Cuando el Arte nos recuerda la genialidad de los maestros canteros


Aquél que fuera no sólo su prior, sino también un gran erudito y como tal, sospechoso de herejía para la retrógrada Inquisición, el padre José de Sigüenza, asociaba el monasterio de San Lorenzo de El Escorial, no precisamente con esa maravilla de la Antigüedad definitivamente perdida, que fuera el famoso Templo de Salomón –en cuyas ruinosas caballerizas, sostiene la tradición que los primeros caballeros templarios emprendieron misteriosas excavaciones en busca de unos objetos, el Santo Grial y el Arca de la Alianza, por los que el más católico de los reyes, Felipe II, hubiera dado hasta la última gota de su sangre-, sino con aquél otro objeto, no menos misterioso y también de proporciones perfectas, puesto que, como las Tablas de la Ley, las medidas fueron proporcionadas igualmente por Dios, el cual, descrito con todo detalle en el Génesis, ha pasado a la posteridad con el nombre de Arca de Noé. La idea se basaba, naturalmente, también en un sentido de preservación: el de un arte, pretendidamente ortodoxo y por lo tanto, supuestamente católico, que en los tiempos de este monarca corría el peligro de desaparecer en las hogueras levantadas por los reformistas –para otros, iconoclastas-, entre los que cabría destacar las figuras de Lutero, Calvino y Zwinglio que, dicho sea de paso, contribuyeron en gran medida a amargarle los últimos días de su vida a un rey del que se dice, se comenta, se rumorea que expiró sin dejar de mirar aquél supuesto ojo de Dios, que figura en la maravillosa obra de El Bosco –pintor por el que Felipe II sentía una predilección especial-,  llamada La mesa de los pecados capitales, que, colocada a petición propia frente a su lecho de muerte, está expuesta hoy en día en el Museo del Prado de Madrid.

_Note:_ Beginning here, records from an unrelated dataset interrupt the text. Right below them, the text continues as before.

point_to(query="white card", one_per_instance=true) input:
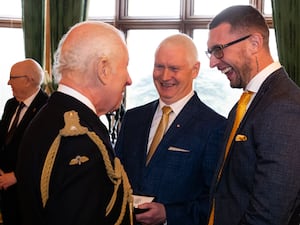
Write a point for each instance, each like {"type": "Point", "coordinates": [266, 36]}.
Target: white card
{"type": "Point", "coordinates": [139, 199]}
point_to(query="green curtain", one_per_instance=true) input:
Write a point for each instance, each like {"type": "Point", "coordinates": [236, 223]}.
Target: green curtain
{"type": "Point", "coordinates": [63, 14]}
{"type": "Point", "coordinates": [286, 18]}
{"type": "Point", "coordinates": [33, 29]}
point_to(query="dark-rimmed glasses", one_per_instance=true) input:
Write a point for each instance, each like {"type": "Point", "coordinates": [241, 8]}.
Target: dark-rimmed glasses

Tal vez no fuera precisamente ese el propósito que animaba en la mente y en los corazones de los maestros canteros que levantaron las grandes catedrales, antes, durante y después del reinado de Felipe II, pero no cabe duda de que en la actualidad, perdido gran parte de su primigenio y original estado de gracia, constituyen precisamente eso: verdaderas arcas depositarias de auténticas colecciones de Arte, no obstante conservando los autores, en una excesiva y deprimente mayoría de los casos, un anonimato que invita, sin embargo, en algunos casos, a inmiscuirse y ejercer el derecho a especular. No especulaba Unamuno, ni mucho menos, cuando llamaba la atención sobre el misterio que ejercía, tal cual y al menos sobre él, una de las catedrales más singulares y a la vez, difíciles de analizar en su conjunto, sobre todo para el profano; aquélla que, atacado su corazón por esa piedra singular, constituida de la misma materia berroqueña o sanguina, quizás, que la flecha del ángel que atravesó metafóricamente el místico órgano vital de Santa Teresa: la de San Salvador de Ávila. Dejando aparte, pues, los numerosos enigmas históricos añadidos a lo que es en sí la presente y fascinante catedral avulense, inicialmente atribuida a un oscuro arquitecto de origen franco y nombre Fruchel –bueno será recordar, que el excelente cenotafio de los Santos Mártires que se puede admirar en la vecina basílica de San Vicente, también se le atribuye a él o a alguien de su escuela o taller-, el amante del Arte en general, no dejará de admirarse con la asombrosa colección que se custodia en varias de sus salas, donde no faltan exquisiteces como la Magdalena de Claudio Coello, la Santa Ana Trina de Sansón Florentino, los Ecce Homo de Luis de Morales y Francisco de Llanos –este último, copia de Leonardo da Vinci-, el Calvario de Pedro de Salamanca –bastante activo en Ávila y provincia, del que existen numerosas reseñas en la vecina Arévalo-, o algunas atribuciones a las denominadas Escuelas de Ribera, de Rafael, de Murillo y de Tiziano, artista éste que, por cierto, junto con El Bosco, acaparaba la predilección de Felipe II. 

Pero la mayoría de las obras, sobre todo aquellas que, en principio por su elegancia y vistosidad conforman parte de esa grandiosidad flamenca, cuyos maestros dominaron el arte del retablo durante los siglos XV y XVI, siendo España un importante mercado son, por desgracia y en su práctica totalidad, completamente anónimos. De entre ellos, cabe destacar un hermoso óleo sobre tabla, del siglo XV que, intitulado Construcción del templo, se le atribuye –lo cual, viene a dejarnos prácticamente como estábamos-, al denominado Maestro de Ávila. Un Maestro evidentemente activo en la provincia y que, posiblemente emulando ese aire de misterio y anonimato que solía caracterizar también a los argonautas de la piedra, nos describe, y a la vez nos ofrece una lección práctica, con profusión de detalles que hay que ir examinando cuidadosamente, la goecia o los ritos que acompañaban la siempre sagrada misión de elevar un templo: la consagración del lugar, que generalmente tenía relación con la onomástica del santo titular, la utilización de los diferentes elementos –la maza, el compás, la plomada-, la orientación y la forma en cruz de la planta. Pero aquí, si observamos precisamente esa planta y la forma de esa cruz, tendremos que hacernos, necesariamente, una pregunta trascendental: ¿la forma de Ank, Cruz Ansata o Cruz egipcia de la Vida obedece a una intencionalidad determinada o simplemente no hemos de buscar ningún misterio, pensando que se trata de una casualidad que obedece a una sencilla cuestión de perspectiva?.